I never suggested that they would sue fans... that would be pointless. Rather, I think they are going to use fans as a weapon against independent developers, and that these developers should sue both them and Steam before it's too late.
Companies know that high tech sells better than low tech; it also fits in with the "big tent" company style that megacorps subscribe to (Westerners are unaware that unions are still strong in Japan, and that the courts side with them enough that to get rich there you have to go big or go bust). The proliferation of low tech, very cheap games is presenting a dilemma as the big publishers are slowly dying from a thousand cuts. Talk to a factory worker and you'll realize few of them are willing to buy a game anymore without cutting edge graphics... these soft core gamers are a big market now, bigger even than the movie industry, and everyone wants a piece of the pie. Hard core gamers play both these games and lighter, more traditional games (and a segment play RPGs). The question of how to retain share of these smaller market segments has been bedeviling publishers for some time; as we've seen, Nintendo is suffering seriously from competition with license-free competitors operating from Steam and Google Play. The market is getting swamped with decently drawn 2D games thanks to the development of easy to use tools which reduce content creator reliance on career programmers (if you want to see these, check out indieDB). The question has been how to repress this growing freedom and self-assertion among the creative classes (which is likely to result in stronger, more diverse competition and more upward wage pressure for in-house developers) while optimally monetizing the consumer. This appears to be their answer: to create a juxtaposition of profit-seeking content creators against non-profit seeking creators (leading fans) while monetizing the latter all through sustained psychological gambit (community management, appeal to nostalgia, and brute force advertising/endorsement).
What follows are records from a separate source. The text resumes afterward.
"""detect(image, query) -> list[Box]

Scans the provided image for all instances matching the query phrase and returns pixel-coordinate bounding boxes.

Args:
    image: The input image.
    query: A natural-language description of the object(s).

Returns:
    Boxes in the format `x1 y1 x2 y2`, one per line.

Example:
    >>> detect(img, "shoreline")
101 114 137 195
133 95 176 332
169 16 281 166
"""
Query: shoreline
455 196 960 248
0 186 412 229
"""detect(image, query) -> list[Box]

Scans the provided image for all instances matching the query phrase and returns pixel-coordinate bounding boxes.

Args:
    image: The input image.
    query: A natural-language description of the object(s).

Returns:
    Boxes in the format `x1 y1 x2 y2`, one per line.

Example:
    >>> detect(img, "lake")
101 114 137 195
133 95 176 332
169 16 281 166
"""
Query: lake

In other words, companies are paying attention to what's being done here and at other fan game sites, and they want to take it to a high enough level that it eclipses everything. Killing two birds with one stone.
Hopefully it dies within the first couple months. People will balk at the creative straighjacket of 64 colors and 2 operator FM sound. If they do enhance the emulator beyond this, then it will still beggar belief why people don't just grab something off of indieDB and go nuts making something that might allow them to quit their day job and even garner them a measure of fame. A triumph of advertising over common sense that will doubt bring about an deeper level of cynicism of the American consumer.